Using intravital video microscopy in combination with electrophysiological and imaging techniques we have shown that vascular responses to stimuli are greatly influenced by the presence of the connexins. However, until recently the molecular basis for this communication, and its overall importance to cardiovascular health and disease could only be imagined. Now with the advent of molecular genetic approaches using homologous recombination, we have been able to delete specific connexin genes and even to delete selected genes in specific cells. Animals can now be produced with deletions of any of the vascular connexins, and for connexin 43 we can delete the connexin 43 gene in either smooth muscle or endothelium. These animals can be mated to produce multiple knockouts. The physiological consequences of the connexin deletions are only beginning to be appreciated. Deletion of a connexin can result in either hypertension or hypotension depending on the cell in which the deletion occurs and the connexin that is deleted. The absence of appropriate intercellular signaling can lead to enormously exaggerated smooth muscle contraction, to fulminating hypertension, and cardiac hypertrophy. Perhaps most exciting, the connexins appear to be linked in a very complex regulatory scheme in which deletion of one connexin can cause a parallel reduction in a connexin in an adjacent cell, or of a different connexin in the same cell. There is virtually nothing known of the signaling and the regulatory processes that produce such coordinated regulation of connexin synthesis.

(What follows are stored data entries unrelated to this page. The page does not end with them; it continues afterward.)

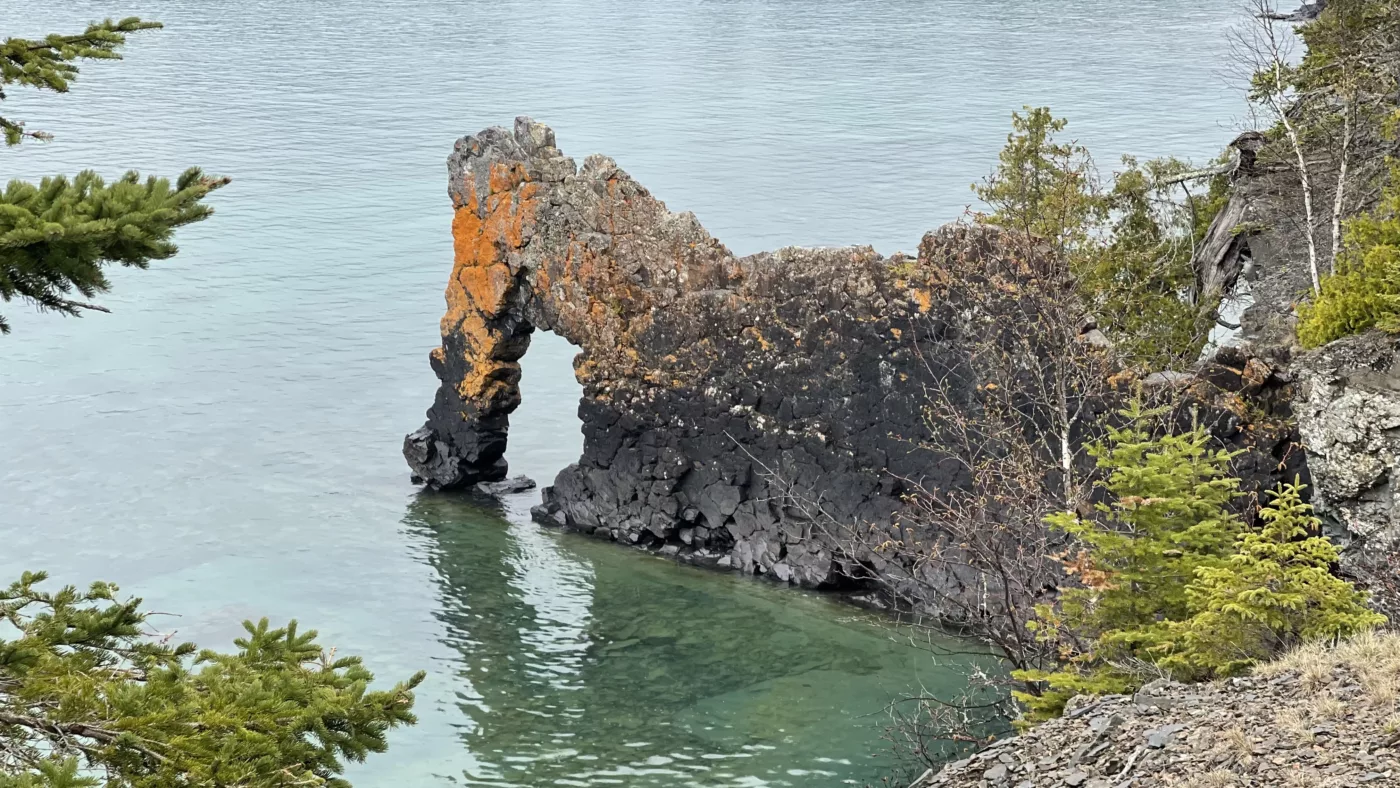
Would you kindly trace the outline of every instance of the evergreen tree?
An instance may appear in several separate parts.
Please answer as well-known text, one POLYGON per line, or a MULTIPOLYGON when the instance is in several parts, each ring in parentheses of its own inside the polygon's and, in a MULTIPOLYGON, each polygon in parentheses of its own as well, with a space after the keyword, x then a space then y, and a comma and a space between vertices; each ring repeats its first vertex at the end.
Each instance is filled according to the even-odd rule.
POLYGON ((1197 199, 1180 177, 1186 162, 1131 157, 1105 182, 1086 148, 1057 139, 1067 123, 1049 108, 1026 107, 1011 123, 996 170, 973 186, 991 208, 977 218, 1006 229, 1028 257, 1061 262, 1122 358, 1153 370, 1194 362, 1216 304, 1198 303, 1191 256, 1228 182, 1212 180, 1197 199))
POLYGON ((1193 615, 1172 627, 1163 667, 1182 678, 1228 676, 1302 643, 1385 623, 1364 592, 1332 574, 1337 548, 1310 535, 1319 523, 1301 493, 1296 482, 1281 485, 1259 511, 1263 528, 1243 534, 1228 563, 1197 570, 1187 589, 1193 615))
MULTIPOLYGON (((0 43, 0 99, 11 85, 67 93, 78 61, 120 59, 128 33, 158 27, 131 17, 98 22, 77 35, 7 38, 0 43)), ((6 145, 51 137, 4 115, 0 131, 6 145)), ((226 183, 198 168, 173 185, 166 178, 142 180, 135 172, 111 183, 92 171, 44 178, 38 185, 10 181, 0 192, 0 300, 19 299, 64 315, 106 311, 74 295, 91 299, 107 292, 108 264, 145 268, 175 254, 175 228, 209 216, 213 209, 201 200, 226 183)), ((9 330, 0 317, 0 333, 9 330)))
POLYGON ((1056 140, 1065 119, 1049 107, 1024 109, 1011 113, 996 171, 972 191, 992 208, 983 221, 1069 258, 1091 242, 1103 215, 1098 172, 1084 146, 1056 140))
POLYGON ((95 583, 0 590, 0 788, 328 786, 414 717, 293 621, 244 622, 232 654, 147 636, 140 599, 95 583))
POLYGON ((1083 550, 1067 568, 1084 587, 1062 596, 1065 609, 1101 645, 1141 656, 1158 622, 1190 614, 1186 587, 1226 564, 1244 524, 1229 508, 1239 495, 1231 455, 1210 448, 1205 428, 1154 435, 1157 411, 1134 403, 1123 415, 1128 425, 1093 449, 1110 501, 1098 517, 1065 512, 1049 523, 1083 550))
POLYGON ((1049 518, 1081 547, 1065 557, 1080 587, 1043 611, 1042 631, 1068 629, 1093 646, 1066 654, 1061 670, 1020 674, 1047 687, 1039 697, 1020 696, 1031 721, 1057 716, 1074 695, 1135 686, 1133 667, 1155 663, 1171 642, 1172 622, 1190 617, 1187 586, 1199 572, 1225 566, 1244 530, 1229 509, 1239 494, 1231 455, 1209 448, 1204 428, 1154 434, 1160 411, 1140 402, 1122 415, 1127 426, 1093 448, 1109 496, 1095 505, 1098 516, 1049 518))
POLYGON ((1079 587, 1038 611, 1041 637, 1066 644, 1063 664, 1013 674, 1043 686, 1016 695, 1026 722, 1058 716, 1075 695, 1130 692, 1163 673, 1229 676, 1385 622, 1331 574, 1337 548, 1309 536, 1318 521, 1299 485, 1281 486, 1252 531, 1229 507, 1231 455, 1210 449, 1204 429, 1161 434, 1138 404, 1123 415, 1128 426, 1094 447, 1108 501, 1095 517, 1049 518, 1080 546, 1063 558, 1079 587))

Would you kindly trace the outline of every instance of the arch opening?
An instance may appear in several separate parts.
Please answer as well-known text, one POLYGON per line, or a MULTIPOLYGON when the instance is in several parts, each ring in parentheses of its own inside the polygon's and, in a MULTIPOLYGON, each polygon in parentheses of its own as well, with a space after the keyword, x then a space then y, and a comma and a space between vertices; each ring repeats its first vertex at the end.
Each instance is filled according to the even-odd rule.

In addition to coordination of smooth muscle and endothelium, the connexins appear to play a role in the interactions between endothelium and leukocytes, and thus the connexins may be involved in the speed of attachment and emigration of white cells in inflammatory states. Current projects in the laboratory focus especially on the effects of connexin 40 deletions on electrically induced vascular wall signaling, on the modulation of catecholamine activation of smooth muscle by mural connexins, and on the role of afferent arteriolar connexins in the pathogenesis of hypertension. Tissue oxygenation A primary function of the vasculature is to regulate the concentration of oxygen in the tissues. Though essential, O2 is also toxic, and thus oxygen must be regulated within a narrow range, not merely provided in adequate amounts. This laboratory has used a variety of techniques to examine the patterns of and limits to tissue oxygenation, as well as the mechanisms of regulation of oxygen delivery. The amount of oxygen that can be delivered to the tissues is highly dependent on the hematocrit of blood in the capillaries, and we discovered that the capillary hematocrit is much lower than that of arterial blood, and that it is highly variable and subject to strict regulation. This discovery led to the realization that the variations in capillary hematocrit are due to variations in the thickness of a previously unrecognized intracapillary layer, the glycocalyx.
This layer is a typical extracellular matrix, which functions as the true interface between the blood and the endothelial cells. Electron microscopy shows that the glycocalyx is rather uniform over the surface of the endothelial cell, and that it is dynamic, being responsive to both hemodynamic forces and to inflammatory stimuli. At the present time, a major laboratory effort is underway to understand the molecular composition of the glycocalyx, the patterns of its synthesis, and the structural biology of the molecules that comprise it. Selective enzymatic digestion and capillary microperfusion have disclosed heparin and chondroitin sulfate, hyaluronic acid, albumin and globulins as part of a relatively stabile matrix that occupies more than half of the capillary cross-section. The laboratory is currently trying to understand the role played by the glycocalyx in regulating solute and water transport in the capillaries, and how it modulates leukocyte attachment and emigration.